This repository contains materials and instructions for two lab sessions focused on applying data mining techniques to analyze textual data. The primary goal of these labs is to apply theoretical knowledge from the Data Mining course in practical scenarios, including data visualization, feature generation, and classification.
The objective of Lab 1 is to follow a predefined process for data analysis on a new dataset, leveraging and modifying existing code when necessary. This lab focuses on generating TF-IDF features, data visualization, and implementing Naive Bayes classifiers.
-
Dataset Download and Preparation: Download the new dataset containing sentences and score labels. Read the dataset's specifications for details.
-
Data Analysis:
- Generate meaningful new data visualizations. Look for inspiration in online resources and the Data Mining textbook.

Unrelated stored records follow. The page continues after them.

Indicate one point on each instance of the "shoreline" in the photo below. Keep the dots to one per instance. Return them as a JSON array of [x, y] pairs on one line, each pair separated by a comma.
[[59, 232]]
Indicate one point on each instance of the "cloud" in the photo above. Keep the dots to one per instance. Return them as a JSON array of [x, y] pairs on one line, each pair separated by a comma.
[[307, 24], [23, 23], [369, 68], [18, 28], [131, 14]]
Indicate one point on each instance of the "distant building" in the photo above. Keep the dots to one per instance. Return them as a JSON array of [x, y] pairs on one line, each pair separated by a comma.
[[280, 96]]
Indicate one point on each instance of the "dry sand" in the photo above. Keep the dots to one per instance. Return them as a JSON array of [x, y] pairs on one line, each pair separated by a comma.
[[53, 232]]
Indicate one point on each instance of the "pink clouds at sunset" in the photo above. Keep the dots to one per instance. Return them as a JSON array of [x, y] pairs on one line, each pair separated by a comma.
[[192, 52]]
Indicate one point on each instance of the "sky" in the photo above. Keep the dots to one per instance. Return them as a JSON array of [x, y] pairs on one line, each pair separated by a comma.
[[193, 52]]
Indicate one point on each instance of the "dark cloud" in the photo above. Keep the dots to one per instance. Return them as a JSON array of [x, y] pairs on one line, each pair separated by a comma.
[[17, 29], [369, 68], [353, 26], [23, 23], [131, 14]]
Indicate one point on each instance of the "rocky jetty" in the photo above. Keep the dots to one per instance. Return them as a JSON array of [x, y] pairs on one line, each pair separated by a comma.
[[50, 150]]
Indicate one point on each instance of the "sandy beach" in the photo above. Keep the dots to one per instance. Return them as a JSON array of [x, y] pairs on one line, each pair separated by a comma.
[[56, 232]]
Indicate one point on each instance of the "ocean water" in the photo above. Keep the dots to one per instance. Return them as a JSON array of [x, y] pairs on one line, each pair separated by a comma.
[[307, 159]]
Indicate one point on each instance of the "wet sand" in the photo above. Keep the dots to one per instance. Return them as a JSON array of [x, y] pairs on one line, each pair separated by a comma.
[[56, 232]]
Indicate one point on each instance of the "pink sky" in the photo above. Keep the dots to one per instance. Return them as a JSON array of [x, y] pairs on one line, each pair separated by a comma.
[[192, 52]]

- Generate TF-IDF features from the tokens of each text, creating a document matrix with TF-IDF values instead of word frequency.

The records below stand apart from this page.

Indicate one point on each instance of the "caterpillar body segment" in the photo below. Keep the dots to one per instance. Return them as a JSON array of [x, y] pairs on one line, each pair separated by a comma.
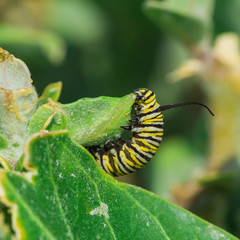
[[124, 157]]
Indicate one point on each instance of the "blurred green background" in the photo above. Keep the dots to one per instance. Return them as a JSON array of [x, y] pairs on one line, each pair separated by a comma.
[[104, 47]]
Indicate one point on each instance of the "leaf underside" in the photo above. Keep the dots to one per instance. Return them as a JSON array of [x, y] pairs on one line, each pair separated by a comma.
[[70, 197]]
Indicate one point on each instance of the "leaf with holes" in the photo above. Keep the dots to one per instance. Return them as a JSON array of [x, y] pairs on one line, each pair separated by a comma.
[[65, 195]]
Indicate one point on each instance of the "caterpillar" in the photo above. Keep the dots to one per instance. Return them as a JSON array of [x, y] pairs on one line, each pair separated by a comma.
[[122, 157]]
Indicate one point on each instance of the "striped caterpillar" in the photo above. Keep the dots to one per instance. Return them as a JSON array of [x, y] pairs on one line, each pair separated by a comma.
[[122, 157]]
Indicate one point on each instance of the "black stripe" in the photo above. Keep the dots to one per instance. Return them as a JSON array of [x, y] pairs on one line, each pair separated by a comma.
[[149, 125], [128, 156], [101, 164], [150, 112], [149, 96], [130, 146], [111, 161], [148, 137], [121, 162], [139, 153], [143, 144]]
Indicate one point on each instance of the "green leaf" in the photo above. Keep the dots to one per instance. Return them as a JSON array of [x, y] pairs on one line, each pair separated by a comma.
[[51, 44], [187, 20], [52, 91], [18, 100], [90, 121], [3, 142], [67, 196]]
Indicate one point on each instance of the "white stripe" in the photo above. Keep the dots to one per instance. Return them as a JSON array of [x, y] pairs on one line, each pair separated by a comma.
[[114, 153]]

- Implement two Naive Bayes classifiers using TF-IDF features and word frequency features, respectively. Compare the differences.
- You are allowed to use and modify the helper functions from the first lab session's folder or create your own.
- Minimal comments explaining your code are appreciated for clarity.
- For TF-IDF feature generation, refer to the Scikit-learn guide.
- For Naive Bayes implementation, consult this article.
In this competition-based lab, participants are provided with a dataset crawled from Twitter, labeled with emotions based on specific hashtags in the original text. The dataset includes 8 emotions: anger, anticipation, disgust, fear, sadness, surprise, trust, and joy.
Your task is to clean and preprocess the data, apply feature engineering or any other relevant data mining techniques, and develop a model capable of predicting the emotion of each tweet.
- Begin by cleaning the data to remove noise and unnecessary information.
- Apply feature engineering or explore other data mining techniques discussed in the course.
- Develop and train a model to predict tweet emotions accurately.